Sunday, August 16, 2015

"We tell ourselves stories in order to live."

--Joan Didion, "The White Album"

**

Today is the morning of the hottest day of summer. Somewhere above the verge of the forest a young red-tailed hawk is burring. Closer to the window I hear the nasal ankh of a nuthatch, the long rattle of a grasshopper. Light brushes the tumbled red dahlias, the thicket of lavender and white phlox, the tight lemony shrubs of marigold. Under the maples the grass is thick with dew. A brown spider launches a sticky strand across the clotheslines. Soon I will lumber outside with my baskets of wet laundry and destroy her work.

I have spent this past week driving, and talking, and scheduling, and cooking, and tending my young nephews, and editing, and mowing, and harvesting, and getting a poetry collection rejected, and I am tired. Some of the stories we tell ourselves in order to live don't move the people who hear them. I am not complaining or resentful. This is just the way of things.

Still, the stories exist, and we have told them. "We interpret what we see, select the most workable of the multiple choices," continues Didion.
We live entirely, especially if we are writers, by the imposition of a narrative line upon disparate images, by the 'ideas' with which we have learned to freeze the shifting phantasmagoria which is our actual experience. 
Or at least we do for a while.
Today is the morning of the hottest day of summer. Already, in this letter, I have told its story, one of its stories. I left out the robin's song and the shadow of the brussels sprouts sloping over the dusty soil. The bird in the forest may or may not have been a red-tailed hawk, young or otherwise. The spider may have removed her web to a blueberry bush. The only sure ending is the laundry.
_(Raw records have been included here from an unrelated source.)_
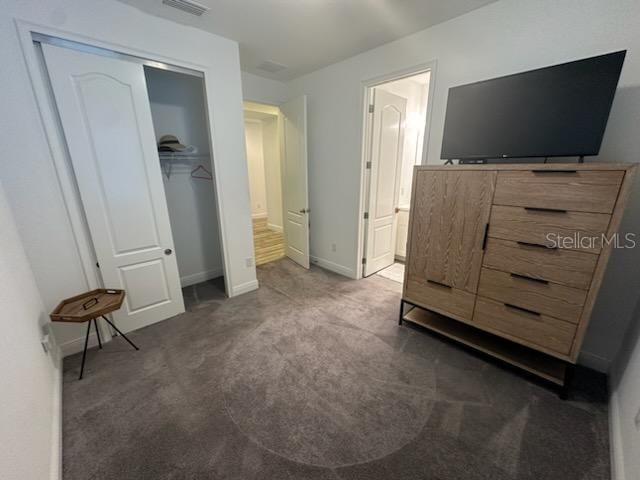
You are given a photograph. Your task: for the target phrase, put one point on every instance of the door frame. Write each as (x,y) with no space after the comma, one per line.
(54,135)
(367,87)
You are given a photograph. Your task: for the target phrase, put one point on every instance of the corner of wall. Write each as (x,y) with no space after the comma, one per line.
(615,439)
(55,472)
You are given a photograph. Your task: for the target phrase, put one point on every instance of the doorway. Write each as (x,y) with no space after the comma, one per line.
(261,126)
(395,133)
(276,144)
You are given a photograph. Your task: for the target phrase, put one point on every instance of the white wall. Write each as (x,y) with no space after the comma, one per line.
(272,171)
(624,410)
(255,162)
(29,381)
(178,108)
(502,38)
(263,90)
(30,177)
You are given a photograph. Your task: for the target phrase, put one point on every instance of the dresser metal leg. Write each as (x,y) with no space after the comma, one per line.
(568,378)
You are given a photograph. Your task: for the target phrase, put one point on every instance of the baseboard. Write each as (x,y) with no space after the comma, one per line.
(243,288)
(615,439)
(77,344)
(332,266)
(200,277)
(594,362)
(55,471)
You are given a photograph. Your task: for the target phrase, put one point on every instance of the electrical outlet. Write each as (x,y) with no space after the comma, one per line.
(45,343)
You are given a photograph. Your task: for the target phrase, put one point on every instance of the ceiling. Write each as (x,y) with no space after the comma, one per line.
(305,35)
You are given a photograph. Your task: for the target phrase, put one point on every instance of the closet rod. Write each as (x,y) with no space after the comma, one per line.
(83,47)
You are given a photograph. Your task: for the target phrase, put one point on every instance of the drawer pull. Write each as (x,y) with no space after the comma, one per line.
(440,284)
(539,245)
(554,171)
(532,279)
(484,238)
(526,310)
(541,209)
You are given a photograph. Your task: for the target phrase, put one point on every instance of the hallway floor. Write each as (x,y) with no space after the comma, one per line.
(311,378)
(268,244)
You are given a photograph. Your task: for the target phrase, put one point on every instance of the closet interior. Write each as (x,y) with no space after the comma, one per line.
(178,109)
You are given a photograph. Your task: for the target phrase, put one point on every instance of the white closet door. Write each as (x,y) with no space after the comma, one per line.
(105,113)
(389,116)
(295,187)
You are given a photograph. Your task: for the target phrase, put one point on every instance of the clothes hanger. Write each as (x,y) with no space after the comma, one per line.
(206,176)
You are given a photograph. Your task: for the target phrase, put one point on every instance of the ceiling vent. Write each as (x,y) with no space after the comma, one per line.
(271,67)
(189,6)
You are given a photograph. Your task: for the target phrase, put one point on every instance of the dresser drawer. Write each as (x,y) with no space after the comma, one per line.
(538,331)
(567,267)
(447,301)
(574,190)
(546,298)
(580,231)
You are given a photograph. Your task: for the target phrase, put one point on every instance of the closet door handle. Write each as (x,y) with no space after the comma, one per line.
(531,279)
(440,284)
(541,209)
(525,310)
(538,245)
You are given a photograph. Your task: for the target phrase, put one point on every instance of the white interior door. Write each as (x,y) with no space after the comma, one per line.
(106,118)
(294,184)
(387,139)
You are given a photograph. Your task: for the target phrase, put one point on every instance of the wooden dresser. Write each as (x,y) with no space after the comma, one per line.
(509,258)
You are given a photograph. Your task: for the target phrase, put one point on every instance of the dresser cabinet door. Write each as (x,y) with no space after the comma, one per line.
(450,214)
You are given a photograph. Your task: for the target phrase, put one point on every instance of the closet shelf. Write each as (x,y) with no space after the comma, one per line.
(183,156)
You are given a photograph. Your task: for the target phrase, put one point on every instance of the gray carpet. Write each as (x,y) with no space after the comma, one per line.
(310,377)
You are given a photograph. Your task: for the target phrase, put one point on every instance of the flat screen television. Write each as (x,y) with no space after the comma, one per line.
(557,111)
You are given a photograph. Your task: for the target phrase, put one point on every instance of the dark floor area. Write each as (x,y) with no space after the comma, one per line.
(310,377)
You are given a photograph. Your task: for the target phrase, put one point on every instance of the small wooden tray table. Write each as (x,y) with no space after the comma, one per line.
(88,307)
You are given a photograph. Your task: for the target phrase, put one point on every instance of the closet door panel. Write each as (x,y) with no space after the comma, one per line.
(106,118)
(447,235)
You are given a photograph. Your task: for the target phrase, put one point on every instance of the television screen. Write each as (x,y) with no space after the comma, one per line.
(550,112)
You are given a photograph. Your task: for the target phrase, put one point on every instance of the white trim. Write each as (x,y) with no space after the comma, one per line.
(244,288)
(55,465)
(615,439)
(594,362)
(76,345)
(57,146)
(365,99)
(200,277)
(333,267)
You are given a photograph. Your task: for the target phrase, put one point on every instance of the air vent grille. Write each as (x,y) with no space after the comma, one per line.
(271,67)
(189,6)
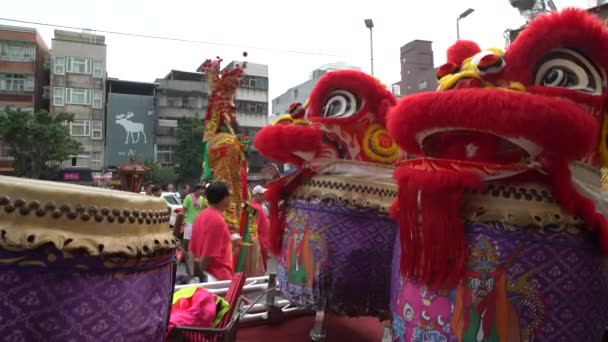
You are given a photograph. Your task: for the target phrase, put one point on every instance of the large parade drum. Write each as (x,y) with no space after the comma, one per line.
(533,273)
(82,264)
(339,239)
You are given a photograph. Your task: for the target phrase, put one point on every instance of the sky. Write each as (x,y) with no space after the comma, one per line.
(323,31)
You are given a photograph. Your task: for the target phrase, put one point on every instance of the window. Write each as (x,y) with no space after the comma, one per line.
(81,160)
(97,99)
(165,155)
(59,65)
(97,69)
(80,128)
(96,130)
(16,51)
(16,82)
(175,102)
(58,96)
(77,96)
(79,65)
(96,160)
(5,152)
(186,103)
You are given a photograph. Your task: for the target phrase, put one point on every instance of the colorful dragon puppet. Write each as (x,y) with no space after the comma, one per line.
(329,220)
(225,151)
(503,215)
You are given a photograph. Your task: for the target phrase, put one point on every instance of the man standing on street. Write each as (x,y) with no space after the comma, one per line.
(193,204)
(211,242)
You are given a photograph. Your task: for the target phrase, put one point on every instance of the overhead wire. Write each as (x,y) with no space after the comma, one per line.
(182,40)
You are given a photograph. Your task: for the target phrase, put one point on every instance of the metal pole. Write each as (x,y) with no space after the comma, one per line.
(371,48)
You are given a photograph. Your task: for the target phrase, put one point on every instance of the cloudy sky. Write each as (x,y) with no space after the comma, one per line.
(322,31)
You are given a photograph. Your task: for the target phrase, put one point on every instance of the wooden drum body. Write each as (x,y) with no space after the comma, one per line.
(82,263)
(338,241)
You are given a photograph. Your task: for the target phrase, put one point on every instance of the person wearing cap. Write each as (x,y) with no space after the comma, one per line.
(261,228)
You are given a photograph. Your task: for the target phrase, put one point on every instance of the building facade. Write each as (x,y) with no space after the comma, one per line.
(23,75)
(179,94)
(130,122)
(78,84)
(300,93)
(417,68)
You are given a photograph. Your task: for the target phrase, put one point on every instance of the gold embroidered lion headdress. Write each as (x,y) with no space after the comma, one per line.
(222,88)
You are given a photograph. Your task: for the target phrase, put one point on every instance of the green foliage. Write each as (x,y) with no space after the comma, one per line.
(190,149)
(38,142)
(160,175)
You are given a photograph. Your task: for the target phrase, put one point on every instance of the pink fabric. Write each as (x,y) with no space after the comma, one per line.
(196,311)
(263,230)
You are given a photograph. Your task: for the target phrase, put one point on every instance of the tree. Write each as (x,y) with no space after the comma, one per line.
(160,175)
(190,149)
(38,142)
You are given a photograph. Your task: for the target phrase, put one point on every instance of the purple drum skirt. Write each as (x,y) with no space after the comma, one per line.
(532,284)
(337,253)
(49,295)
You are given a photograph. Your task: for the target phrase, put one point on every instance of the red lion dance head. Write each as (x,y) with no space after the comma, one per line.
(344,120)
(534,113)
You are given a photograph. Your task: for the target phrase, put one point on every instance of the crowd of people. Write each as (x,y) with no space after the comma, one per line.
(211,250)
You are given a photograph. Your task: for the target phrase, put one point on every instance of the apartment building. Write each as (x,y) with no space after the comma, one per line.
(179,94)
(417,68)
(23,75)
(300,92)
(78,82)
(130,122)
(251,104)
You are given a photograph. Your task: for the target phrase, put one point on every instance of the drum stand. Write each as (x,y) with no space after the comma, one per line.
(317,333)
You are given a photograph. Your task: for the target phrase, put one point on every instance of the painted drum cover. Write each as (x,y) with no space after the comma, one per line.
(337,242)
(83,264)
(541,281)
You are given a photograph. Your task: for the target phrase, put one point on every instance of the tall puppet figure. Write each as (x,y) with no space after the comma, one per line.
(225,158)
(329,220)
(502,220)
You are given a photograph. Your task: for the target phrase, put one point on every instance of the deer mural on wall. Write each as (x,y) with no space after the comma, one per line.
(131,127)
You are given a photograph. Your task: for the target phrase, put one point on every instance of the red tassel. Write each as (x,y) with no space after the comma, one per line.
(433,244)
(277,192)
(574,203)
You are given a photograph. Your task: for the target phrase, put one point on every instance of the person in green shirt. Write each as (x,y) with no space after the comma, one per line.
(193,204)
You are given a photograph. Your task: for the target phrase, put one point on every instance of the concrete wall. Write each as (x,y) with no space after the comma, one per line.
(417,68)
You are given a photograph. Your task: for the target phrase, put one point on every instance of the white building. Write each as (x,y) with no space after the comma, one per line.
(77,83)
(300,93)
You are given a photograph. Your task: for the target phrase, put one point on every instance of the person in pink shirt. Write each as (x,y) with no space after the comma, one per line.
(211,242)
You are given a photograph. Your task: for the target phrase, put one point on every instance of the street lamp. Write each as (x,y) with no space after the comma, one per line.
(462,16)
(370,25)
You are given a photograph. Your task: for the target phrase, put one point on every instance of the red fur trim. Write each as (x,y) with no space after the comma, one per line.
(366,87)
(278,142)
(462,50)
(574,203)
(570,28)
(433,245)
(278,191)
(504,113)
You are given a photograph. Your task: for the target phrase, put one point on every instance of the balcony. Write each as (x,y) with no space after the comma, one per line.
(47,63)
"You couldn't write a bad poem if you tried," said a voice on the telephone, but this of course is untrue. I can write a false poem, a flippant poem--easily, with scarcely an effort. I can labor over poems that I love and politely listen to readers explain why they hate them. There's a cost to all of this, as you know--you who love your stories as you love your awkward, imperfect, heartbreaking children.

"I wanted still to believe in the narrative and in the narrative's intelligibility," writes Didion, "but to know that one could change the sense with every [movie] cut was to begin to perceive the experience as rather more electrical than ethical."

Today is the morning of the hottest day of summer. "The experience [is] rather more electrical than ethical." Already the light has shifted from fairy tale to furnace. I am forcing myself to write about it, to avoid living inside it.